Re: [m5-dev] Ruby FS - DMA Controller problem?

2011-03-14 Thread Korey Sewell
Which lines are you commenting out to  get it to work? It's a bit
unclear in the diff you point to (maybe because you said it's a full
set of changes, not just one)

(btw: The work I've been doing is comparing the old m5 memory trace
to the gem5 memory trace to try to chase down the bug. I wouldn't be
surprised if we are converging to the same bug though.)

On Mon, Mar 14, 2011 at 3:51 AM, Malek Musleh malek.mus...@gmail.com wrote:
 Hi Brad,

 I found the problem that was causing this error.

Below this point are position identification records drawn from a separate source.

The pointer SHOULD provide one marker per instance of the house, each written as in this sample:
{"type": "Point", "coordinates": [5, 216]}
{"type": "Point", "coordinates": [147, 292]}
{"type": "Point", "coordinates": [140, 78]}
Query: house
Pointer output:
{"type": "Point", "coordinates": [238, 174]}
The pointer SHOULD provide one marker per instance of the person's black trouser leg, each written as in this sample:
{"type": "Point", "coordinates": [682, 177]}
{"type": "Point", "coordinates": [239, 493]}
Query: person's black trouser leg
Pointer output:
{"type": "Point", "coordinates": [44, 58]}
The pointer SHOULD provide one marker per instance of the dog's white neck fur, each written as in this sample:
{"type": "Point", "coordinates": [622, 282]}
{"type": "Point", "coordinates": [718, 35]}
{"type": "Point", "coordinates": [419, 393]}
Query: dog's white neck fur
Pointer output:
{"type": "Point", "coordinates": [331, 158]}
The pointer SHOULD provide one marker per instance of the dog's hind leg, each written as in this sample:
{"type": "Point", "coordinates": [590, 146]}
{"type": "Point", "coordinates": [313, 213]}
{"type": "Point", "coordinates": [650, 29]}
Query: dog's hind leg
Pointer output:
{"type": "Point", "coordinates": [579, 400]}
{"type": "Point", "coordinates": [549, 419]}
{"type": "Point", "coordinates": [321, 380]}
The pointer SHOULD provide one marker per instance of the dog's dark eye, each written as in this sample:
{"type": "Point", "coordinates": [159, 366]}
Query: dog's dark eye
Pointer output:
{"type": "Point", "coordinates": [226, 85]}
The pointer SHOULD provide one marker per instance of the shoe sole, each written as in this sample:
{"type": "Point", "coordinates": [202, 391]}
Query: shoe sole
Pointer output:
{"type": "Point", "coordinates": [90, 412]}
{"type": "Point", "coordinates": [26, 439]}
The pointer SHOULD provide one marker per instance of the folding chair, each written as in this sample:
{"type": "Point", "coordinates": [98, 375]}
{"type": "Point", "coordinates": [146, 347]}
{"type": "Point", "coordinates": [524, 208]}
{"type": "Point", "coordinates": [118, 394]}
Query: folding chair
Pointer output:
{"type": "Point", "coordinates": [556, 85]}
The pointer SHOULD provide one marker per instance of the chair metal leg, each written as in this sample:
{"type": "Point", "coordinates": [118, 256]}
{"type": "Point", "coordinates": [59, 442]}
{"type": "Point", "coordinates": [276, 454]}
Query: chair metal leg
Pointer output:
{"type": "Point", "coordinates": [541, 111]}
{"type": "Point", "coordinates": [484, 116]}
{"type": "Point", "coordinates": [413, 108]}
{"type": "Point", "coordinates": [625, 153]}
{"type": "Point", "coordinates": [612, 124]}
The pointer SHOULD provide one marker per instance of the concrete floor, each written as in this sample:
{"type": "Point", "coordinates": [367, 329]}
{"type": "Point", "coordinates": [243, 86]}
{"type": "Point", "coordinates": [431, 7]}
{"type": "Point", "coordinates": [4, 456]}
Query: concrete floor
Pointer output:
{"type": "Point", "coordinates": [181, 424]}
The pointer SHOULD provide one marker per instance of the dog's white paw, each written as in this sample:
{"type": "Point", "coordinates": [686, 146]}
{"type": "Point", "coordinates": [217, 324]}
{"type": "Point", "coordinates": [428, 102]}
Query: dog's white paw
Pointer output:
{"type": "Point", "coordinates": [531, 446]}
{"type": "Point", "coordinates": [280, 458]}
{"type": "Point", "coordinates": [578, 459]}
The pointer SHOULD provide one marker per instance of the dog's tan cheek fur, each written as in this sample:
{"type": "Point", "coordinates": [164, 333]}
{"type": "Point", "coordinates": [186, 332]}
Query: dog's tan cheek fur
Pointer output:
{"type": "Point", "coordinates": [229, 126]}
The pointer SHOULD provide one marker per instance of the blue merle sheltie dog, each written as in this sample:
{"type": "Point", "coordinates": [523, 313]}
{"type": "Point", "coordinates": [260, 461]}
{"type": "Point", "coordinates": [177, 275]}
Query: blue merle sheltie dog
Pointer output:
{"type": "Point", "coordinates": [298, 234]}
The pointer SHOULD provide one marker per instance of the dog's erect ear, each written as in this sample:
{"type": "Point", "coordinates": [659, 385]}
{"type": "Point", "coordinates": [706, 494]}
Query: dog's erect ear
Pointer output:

Specifically, it is
 this changeset:

 changeset:   7909:eee578ed2130
 user:        Joel Hestness hestn...@cs.utexas.edu
 date:        Sun Feb 06 22:14:18 2011 -0800
 summary:     Ruby: Fix to return cache block size to CPU for split data
 transfers

 Link: http://reviews.m5sim.org/r/393/diff/#index_header

 Previously, I mentioned it was a couple of changesets prior to this
 one, but the changes between them are related, so it wasn't as obvious
 what was happening.

 In fact, this corresponds to the assert() for the block size you had
 put in to deal with x86 unaligned accesses, but then later removed
 because of LL/SC in Alpha.

 It's not clear to me why this is causing a problem, or rather why this
 doesn't return the default 64 byte block size from the ruby system,
 but commenting out those lines of code allowed it to work.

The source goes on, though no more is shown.